Labor Day: What My Ancestors Did

I think a lot of beginning genealogists start their hunt with a hope of finding out they were related to Charlemagne or Cleopatra or some wealthy king who left money and a title that they are now entitled too.  I had always heard growing up that somewhere in Italy, I had an ancestor who was a cavalier.  While being related to a knight would be cool, I have much more in common with the ancestors I have found in relation to their occupation, than I would with a night in shining armor.

My English and German ancestors were farmers, laborers, and gardeners.  They worked each day, often for people wealthier than they were, in the fields or stables, taking care of plants and animals.  Each successive generation kept the same position until they moved to America.  In America, I had ancestors work on the railroad, as coopers, as construction workers, as homemakers, work on the Erie Canal, own and run bars and corner stores and hold office jobs for companies such as Sacony Mobil and New York Telephone.

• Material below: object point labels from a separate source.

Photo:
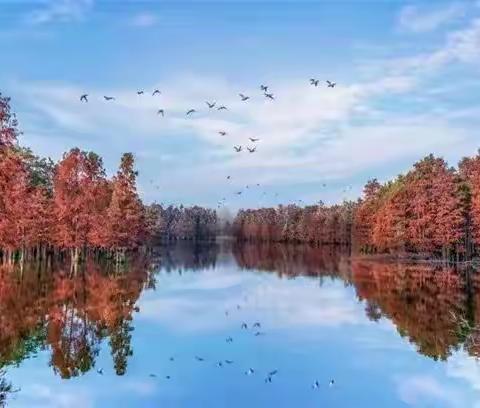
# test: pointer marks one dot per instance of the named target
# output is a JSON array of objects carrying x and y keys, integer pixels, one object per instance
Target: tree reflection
[
  {"x": 44, "y": 306},
  {"x": 424, "y": 301}
]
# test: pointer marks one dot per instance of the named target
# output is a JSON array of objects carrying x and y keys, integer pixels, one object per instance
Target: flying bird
[{"x": 250, "y": 371}]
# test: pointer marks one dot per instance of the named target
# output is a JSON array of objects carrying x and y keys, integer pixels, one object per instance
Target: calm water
[{"x": 109, "y": 338}]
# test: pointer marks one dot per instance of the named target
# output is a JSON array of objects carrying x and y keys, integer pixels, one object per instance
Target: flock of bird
[
  {"x": 255, "y": 328},
  {"x": 213, "y": 105}
]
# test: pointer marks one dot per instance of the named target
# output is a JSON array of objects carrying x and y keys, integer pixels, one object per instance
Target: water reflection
[{"x": 298, "y": 291}]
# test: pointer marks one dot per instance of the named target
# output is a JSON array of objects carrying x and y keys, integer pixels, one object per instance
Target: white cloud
[
  {"x": 60, "y": 11},
  {"x": 41, "y": 395},
  {"x": 419, "y": 20},
  {"x": 424, "y": 390},
  {"x": 144, "y": 20}
]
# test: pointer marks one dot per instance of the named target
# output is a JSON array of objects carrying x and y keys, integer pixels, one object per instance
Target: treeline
[
  {"x": 316, "y": 224},
  {"x": 431, "y": 211},
  {"x": 69, "y": 207},
  {"x": 167, "y": 224}
]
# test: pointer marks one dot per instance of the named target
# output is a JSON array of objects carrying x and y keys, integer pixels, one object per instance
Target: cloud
[
  {"x": 41, "y": 395},
  {"x": 418, "y": 20},
  {"x": 284, "y": 304},
  {"x": 63, "y": 11},
  {"x": 424, "y": 390},
  {"x": 144, "y": 20}
]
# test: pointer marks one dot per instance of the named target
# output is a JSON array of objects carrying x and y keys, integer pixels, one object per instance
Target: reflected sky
[{"x": 109, "y": 338}]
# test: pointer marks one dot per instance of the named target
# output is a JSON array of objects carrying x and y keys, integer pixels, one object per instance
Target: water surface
[{"x": 388, "y": 335}]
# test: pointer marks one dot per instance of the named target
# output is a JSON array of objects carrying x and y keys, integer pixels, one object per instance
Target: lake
[{"x": 333, "y": 331}]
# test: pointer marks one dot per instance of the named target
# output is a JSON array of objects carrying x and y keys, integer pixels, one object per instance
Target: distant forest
[
  {"x": 71, "y": 208},
  {"x": 431, "y": 211}
]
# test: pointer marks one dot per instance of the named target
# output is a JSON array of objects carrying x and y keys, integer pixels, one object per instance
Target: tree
[{"x": 125, "y": 213}]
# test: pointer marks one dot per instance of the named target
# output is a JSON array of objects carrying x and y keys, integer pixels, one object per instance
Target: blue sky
[{"x": 407, "y": 74}]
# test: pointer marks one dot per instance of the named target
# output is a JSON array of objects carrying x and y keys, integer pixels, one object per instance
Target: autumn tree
[{"x": 125, "y": 212}]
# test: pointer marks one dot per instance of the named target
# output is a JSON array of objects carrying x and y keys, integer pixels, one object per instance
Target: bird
[{"x": 250, "y": 371}]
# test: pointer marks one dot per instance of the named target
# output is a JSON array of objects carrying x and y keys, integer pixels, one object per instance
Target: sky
[{"x": 407, "y": 85}]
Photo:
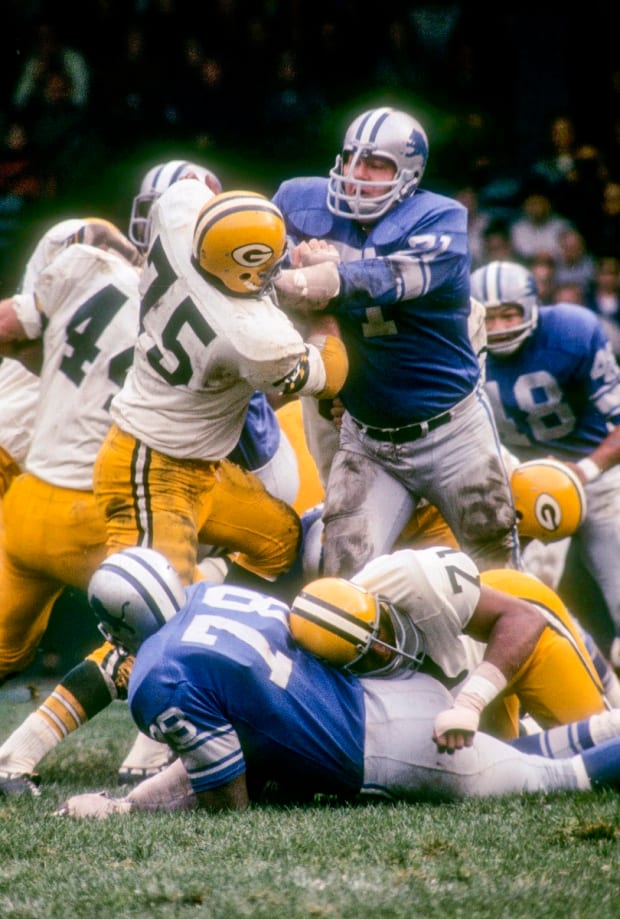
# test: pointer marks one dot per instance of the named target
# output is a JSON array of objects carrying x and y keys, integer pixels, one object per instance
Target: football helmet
[
  {"x": 133, "y": 593},
  {"x": 384, "y": 132},
  {"x": 549, "y": 499},
  {"x": 340, "y": 622},
  {"x": 503, "y": 284},
  {"x": 239, "y": 242},
  {"x": 154, "y": 184}
]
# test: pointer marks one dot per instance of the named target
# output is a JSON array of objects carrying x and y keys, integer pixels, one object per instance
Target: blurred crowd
[{"x": 521, "y": 104}]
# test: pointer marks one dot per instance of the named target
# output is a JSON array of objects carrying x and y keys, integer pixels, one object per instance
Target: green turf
[{"x": 534, "y": 857}]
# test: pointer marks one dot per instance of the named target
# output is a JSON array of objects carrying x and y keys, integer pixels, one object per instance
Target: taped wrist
[
  {"x": 484, "y": 684},
  {"x": 335, "y": 361},
  {"x": 308, "y": 289}
]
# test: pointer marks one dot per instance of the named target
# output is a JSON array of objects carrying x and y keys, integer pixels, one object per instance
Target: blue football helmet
[
  {"x": 504, "y": 284},
  {"x": 387, "y": 133}
]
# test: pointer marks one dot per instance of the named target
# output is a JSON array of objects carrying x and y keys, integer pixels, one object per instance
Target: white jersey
[
  {"x": 49, "y": 246},
  {"x": 439, "y": 588},
  {"x": 19, "y": 394},
  {"x": 85, "y": 309},
  {"x": 200, "y": 354}
]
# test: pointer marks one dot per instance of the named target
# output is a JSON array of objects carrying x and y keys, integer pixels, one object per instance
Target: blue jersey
[
  {"x": 226, "y": 686},
  {"x": 560, "y": 392},
  {"x": 404, "y": 302},
  {"x": 260, "y": 437}
]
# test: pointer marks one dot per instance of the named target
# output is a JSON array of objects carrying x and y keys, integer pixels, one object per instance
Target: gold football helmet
[
  {"x": 549, "y": 499},
  {"x": 239, "y": 242},
  {"x": 341, "y": 623}
]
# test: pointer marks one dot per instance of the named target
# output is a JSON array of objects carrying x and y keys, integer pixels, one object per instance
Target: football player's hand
[
  {"x": 313, "y": 251},
  {"x": 97, "y": 804},
  {"x": 455, "y": 728},
  {"x": 305, "y": 290}
]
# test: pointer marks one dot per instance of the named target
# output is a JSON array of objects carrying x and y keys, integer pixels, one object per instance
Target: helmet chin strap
[{"x": 407, "y": 651}]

I have found I like these working class ancestors better than I would have liked rich merchants or royalty.  It is much easier to see and understand my ancestors as real people, people who worked, provided for their family, live like I do now, rather than as people who sat around having servants and watching their piles of gold grow.  Happy Labor Day to the working class of yesterday, today and tomorrow!  Thank you for being the drive that makes the world run!

What did your ancestors do?  Do you wish to find royalty on your family tree?  Do you find your working-class relatives as fascinating as I do?  To find out what other geneabloggers ancestors did, check out this post.

1 comment:

  1. Nice post. I just wanted to say a few things. Good for you, A modern gal doesn't need knight in shining armour. . Now I think even if they were lords or kights with castles some of them got pretty poor when they no longer had serfs and free labor, outside of the clothing and feeding them. I think lots of castles had to be sold or put aside for that reason. I saw a show on tv where the guy had to bring in exotic animals on his castle grounds to make money. Unless they were good business men and had means to gp that route in some other way.
    I still haven't figured out how my ancestors were able to one up each other each generation.
    These were just things I had been thinking for my own blog as I wrote.

    My cousin hoped I find us a rich relative. no luck though the duke in my ancestors past was in a poor area of Lueneburger Heide and they had such a struggle too. I suspect that's why they turned to the church to become missionaries etc.
    thanks for the nice inspiring thought. Just wondering where your german ancestors lived???